I am not denying what is valid according to the standard (the '&arr' construction makes sense in the context of the standard, and also in the abstract typesystem), what I am arguing is that it is counter-intuitive and problematic implementation-wise (aka: an ugly hack...).

my original response was me being unaware that implementations were able to pull it off (or that people actually wrote such things and expected them to work...).

This is a very elementary part of C; I've used it routinely on many
occasions. I'd be very surprised at a compiler which failed to correctly implement it.

....
The expression &arr doesn't involve the creation of any pointer value which points at the first element of arr. It does create a pointer value which points at arr itself, and treats the entirety of arr as the first element in an array containing exactly one element of type int[12]. However, that's not a change in type to an existing pointer, that's the creation of a brand-new pointer.


no.
in terms of implementation, it is exactly the reverse of this:
we can regard int[12] and int[1][12] as different types;
however, if arr is at, for example, 0x403C0000, &arr will tend to have exactly the same address.

The value of the expression &arr is a pointer value; that value doesn't have an address at which it is stored, at least as far as standard C is concerned. It is not an lvalue, and it is therefore a constraint violation to even attempt to determine it's address. Depending on the
implementation, the closest thing it will have to an 'address' is a
register number.

eg:
assert(((void *)arr)==((void *)(&arr)));

That works because in the first context arr is an expression of array type which is converted into a pointer to its first element. In the second context, since it is the direct operand of the '&' operator, no such conversion occurs, and the result is a pointer to the array itself. Those two pointers, suitably converted, should indeed compare equal because they point at the same location in memory, though I can't find a citation from the standard which explicitly says so. There an explicit statement of such a requirement for a structure and it's first member, there should be similar wording for an array and it's first element, but I'm having trouble finding it.

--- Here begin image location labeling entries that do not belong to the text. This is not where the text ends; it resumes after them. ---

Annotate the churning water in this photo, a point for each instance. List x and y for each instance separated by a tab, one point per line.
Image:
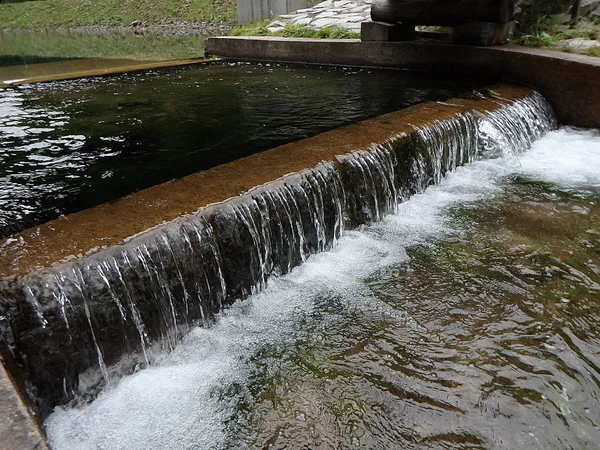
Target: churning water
70	145
469	318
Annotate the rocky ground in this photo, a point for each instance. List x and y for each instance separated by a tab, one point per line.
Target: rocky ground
583	38
341	13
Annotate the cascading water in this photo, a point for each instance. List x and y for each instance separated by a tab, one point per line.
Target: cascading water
110	313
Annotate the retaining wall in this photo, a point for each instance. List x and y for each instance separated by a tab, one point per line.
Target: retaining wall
570	82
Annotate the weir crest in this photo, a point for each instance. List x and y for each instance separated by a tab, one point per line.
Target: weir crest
65	330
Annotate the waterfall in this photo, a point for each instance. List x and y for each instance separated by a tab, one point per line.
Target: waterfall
69	328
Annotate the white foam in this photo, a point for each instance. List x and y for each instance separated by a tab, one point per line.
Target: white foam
178	403
568	157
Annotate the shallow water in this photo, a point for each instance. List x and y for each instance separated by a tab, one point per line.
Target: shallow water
66	146
468	319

Larry Jones made reference to this problem; it may have been overlooked - it's certainly the committee's intent that this be true, and a lot of code has been written on the assumption that it is true.

Saying that arr, when converted to a pointer to its first element, points at the same location as is pointed at by &arr, is very different from saying that the array arr has the same address as pointer value &arr, because the address of &arr is a meaningless concept.

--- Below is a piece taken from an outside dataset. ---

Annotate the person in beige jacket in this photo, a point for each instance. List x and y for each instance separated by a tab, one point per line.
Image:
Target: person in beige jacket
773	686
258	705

so, the question then is whether one regards a pointer as "simply an address", or as "a type and an address" (in the latter, your comment is valid, in the former, it is not).

As far as the C standard is concerned, a pointer value most definitely
has a type, in addition to identifying a memory location.

... to make it seem as if the operation has worked (note, by this I view things, as generally do most archs, that a

It did not only "seem as if [it] has worked", it did work. I don't understand why you believe otherwise.


it works only because the compilers hack over this case, not because this operation is actually meaningful.

It seems meaningful to me. What you call a hack is what I call a correct
implementation of the required semantics; that's not necessarily a
contradiction - correct code is sometimes also a hack. However, you seem to be saying that any code which correctly implements the required semantics is a hack, and I don't agree with that judgment.

....
after all, when we cast a pointer, is the pointer changed? in most archs, no...

True; but as far as the C standard is concerned, it can be changed.

It is not uncommon for platforms to have a smallest addressable unit of storage which is longer than 8 bits, and C implementations for such platforms often choose a value for CHAR_BIT which is a fraction of the word size. Such implementations often have pointers of different sizes and representations depending upon whether or not the pointed-at type has a size that is a multiple of the word size.

Code which assumes that all pointer types have the same size, alignment requirements, and representation is, at best, unportable.

so, in terms of what happens:
int arr[12];
int t;

'&arr', and '&t' reflect different operations (at the C level they are very similar, but at the ASM level they are not).

Both operations create pointers which point at the corresponding named object. Conceptually, each pointer consists of something (usually an address) which identifies a location in memory for the object, plus some rules that impose different limitations on what operations can be performed on the pointer in the two cases. The location in memory is the only thing that matters at the machine code level when those expressions are evaluated. The different rules that apply to the two pointers determine how the values of those expressions may be used, and very different instructions may be generated from code that syntacticly does the same thing with each pointer.


it seems there was a break.
&arr, and &t, would generate essentially the same code (a 'lea' on x86 or similar), however, so would arr.

Yes, all three of those expressions, if evaluated, produce pointers to the beginning of named objects, so a key step in the evaluation of any of those expressions is to load the address of that named object into a register. The differences between &arr and arr lie entirely in type of the pointer they create. The type, in turn, determines which further operations are permitted on that pointer, and also what the semantic meaning of those operations is. For instance, *&arr means something quite different from *arr.
.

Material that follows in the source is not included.